American Pie – un’attrice del film in carcere al confine col Messico: i dettagli della disavventura da incubo
Un visto scaduto. Dodici giorni d’inferno. Nessuna accusa.
Una storia da film, ma senza risate. Jasmine Mooney, attrice canadese nota per aver recitato in American Pie, ha vissuto un vero e proprio incubo al confine tra Messico e Stati Uniti. Bloccata per 12 giorni dalle autorità dell’immigrazione, la Mooney si è trovata in una situazione al limite dell’assurdo: tutto per colpa di un visto di lavoro scaduto e della politica sempre più rigida sull’immigrazione.
Un arresto surreale e condizioni inumane per Jasmine Mooney di American Pie

Le disavventure sono cominciate il 3 marzo, quando l’attrice è stata fermata al valico di frontiera di San Ysidro, tra San Diego e il Messico. Stava cercando di sistemare la sua richiesta di un nuovo visto di lavoro dopo che il precedente era stato revocato a novembre, ma invece di ricevere istruzioni su come risolvere la situazione, è stata arrestata senza accuse formali dagli agenti della US Customs and Border Protection.

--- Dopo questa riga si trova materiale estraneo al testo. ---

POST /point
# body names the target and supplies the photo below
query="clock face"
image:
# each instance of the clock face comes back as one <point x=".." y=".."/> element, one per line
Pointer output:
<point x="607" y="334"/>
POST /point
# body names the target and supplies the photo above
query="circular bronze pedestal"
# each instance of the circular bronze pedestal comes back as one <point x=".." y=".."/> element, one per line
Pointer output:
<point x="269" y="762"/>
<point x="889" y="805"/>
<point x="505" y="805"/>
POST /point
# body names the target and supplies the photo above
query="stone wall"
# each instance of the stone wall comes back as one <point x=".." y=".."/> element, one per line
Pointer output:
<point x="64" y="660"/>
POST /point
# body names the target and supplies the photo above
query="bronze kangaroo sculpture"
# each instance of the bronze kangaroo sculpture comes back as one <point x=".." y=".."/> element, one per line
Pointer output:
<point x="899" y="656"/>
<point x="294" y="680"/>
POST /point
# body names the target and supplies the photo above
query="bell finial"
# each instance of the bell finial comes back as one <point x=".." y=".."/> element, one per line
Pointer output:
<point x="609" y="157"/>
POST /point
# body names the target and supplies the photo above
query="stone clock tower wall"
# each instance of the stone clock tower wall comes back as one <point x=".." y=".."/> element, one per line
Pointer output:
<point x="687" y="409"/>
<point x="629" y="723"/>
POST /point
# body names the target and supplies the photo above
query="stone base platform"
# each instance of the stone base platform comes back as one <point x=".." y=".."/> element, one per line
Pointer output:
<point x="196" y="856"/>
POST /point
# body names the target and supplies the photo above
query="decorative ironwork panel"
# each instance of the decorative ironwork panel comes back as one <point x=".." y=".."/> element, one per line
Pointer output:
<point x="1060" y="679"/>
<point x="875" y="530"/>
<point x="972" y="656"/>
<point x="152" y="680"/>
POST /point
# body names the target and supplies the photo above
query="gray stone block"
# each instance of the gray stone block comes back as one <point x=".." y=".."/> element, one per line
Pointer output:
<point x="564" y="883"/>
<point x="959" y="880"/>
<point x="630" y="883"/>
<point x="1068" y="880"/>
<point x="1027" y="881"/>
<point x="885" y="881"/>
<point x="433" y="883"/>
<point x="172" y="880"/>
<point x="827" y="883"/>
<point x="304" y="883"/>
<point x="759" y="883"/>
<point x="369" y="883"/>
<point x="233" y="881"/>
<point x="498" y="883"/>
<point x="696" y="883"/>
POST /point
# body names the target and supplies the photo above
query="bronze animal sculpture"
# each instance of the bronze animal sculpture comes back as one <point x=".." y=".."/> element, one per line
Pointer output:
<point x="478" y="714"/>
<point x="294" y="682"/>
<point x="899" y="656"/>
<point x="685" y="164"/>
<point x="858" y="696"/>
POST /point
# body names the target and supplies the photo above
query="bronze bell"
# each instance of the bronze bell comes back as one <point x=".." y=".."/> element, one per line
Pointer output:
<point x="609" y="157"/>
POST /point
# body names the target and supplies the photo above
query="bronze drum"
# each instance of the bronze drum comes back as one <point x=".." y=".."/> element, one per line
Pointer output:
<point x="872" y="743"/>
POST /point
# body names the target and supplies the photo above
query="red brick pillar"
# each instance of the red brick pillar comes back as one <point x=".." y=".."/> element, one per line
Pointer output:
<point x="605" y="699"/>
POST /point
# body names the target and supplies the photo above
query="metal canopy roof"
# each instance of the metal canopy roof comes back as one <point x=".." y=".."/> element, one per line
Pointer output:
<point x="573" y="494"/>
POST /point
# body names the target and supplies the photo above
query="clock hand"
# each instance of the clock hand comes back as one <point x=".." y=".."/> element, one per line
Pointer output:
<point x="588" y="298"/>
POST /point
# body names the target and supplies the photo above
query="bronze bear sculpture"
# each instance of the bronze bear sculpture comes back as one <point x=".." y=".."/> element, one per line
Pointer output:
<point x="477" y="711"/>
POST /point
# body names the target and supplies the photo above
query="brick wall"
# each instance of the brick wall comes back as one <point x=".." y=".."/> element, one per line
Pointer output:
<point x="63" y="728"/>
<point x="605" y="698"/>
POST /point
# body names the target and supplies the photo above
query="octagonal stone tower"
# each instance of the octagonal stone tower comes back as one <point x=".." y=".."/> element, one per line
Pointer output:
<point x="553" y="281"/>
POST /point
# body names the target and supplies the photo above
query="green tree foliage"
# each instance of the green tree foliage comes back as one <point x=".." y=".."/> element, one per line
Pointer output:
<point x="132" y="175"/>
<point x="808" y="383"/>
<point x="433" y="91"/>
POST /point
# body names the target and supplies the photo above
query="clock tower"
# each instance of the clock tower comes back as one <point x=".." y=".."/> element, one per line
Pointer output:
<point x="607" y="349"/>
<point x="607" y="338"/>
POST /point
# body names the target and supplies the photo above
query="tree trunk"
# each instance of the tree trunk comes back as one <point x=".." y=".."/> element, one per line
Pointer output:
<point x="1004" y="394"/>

Da quel momento, la sua esperienza è diventata un vero inferno. Chiusa in una cella senza coperte né cuscini, le è toccato dormire su una stuoia con solo un foglio di alluminio avvolto attorno al corpo, come ha raccontato lei stessa a una TV di San Diego.
Ma il peggio è arrivato dopo tre notti. Ammanettata e incatenata, il volto di American Pie è stata trasferita nel centro di detenzione di San Luis, in Arizona, insieme ad altre 30 persone. Lì è rimasta senza luce naturale, con lampade fluorescenti sempre accese, senza tappetino né coperte e con servizi igienici ridotti al minimo.

A denunciare il trattamento subito è stata anche sua madre, Alexis Eagles, che ha raccontato il calvario della figlia. Secondo lei, Jasmine sarebbe stata da rimandare in Canada o, al massimo, ricevere indicazioni su come completare la sua domanda. Invece, ha vissuto 12 giorni da incubo, trattata come una criminale.
Solo nel weekend l’attrice di American Pie è stata finalmente rilasciata e ha potuto tornare a Vancouver. Ma la sua esperienza solleva interrogativi inquietanti su come vengano trattate le persone fermate alla frontiera, anche in assenza di reati veri e propri.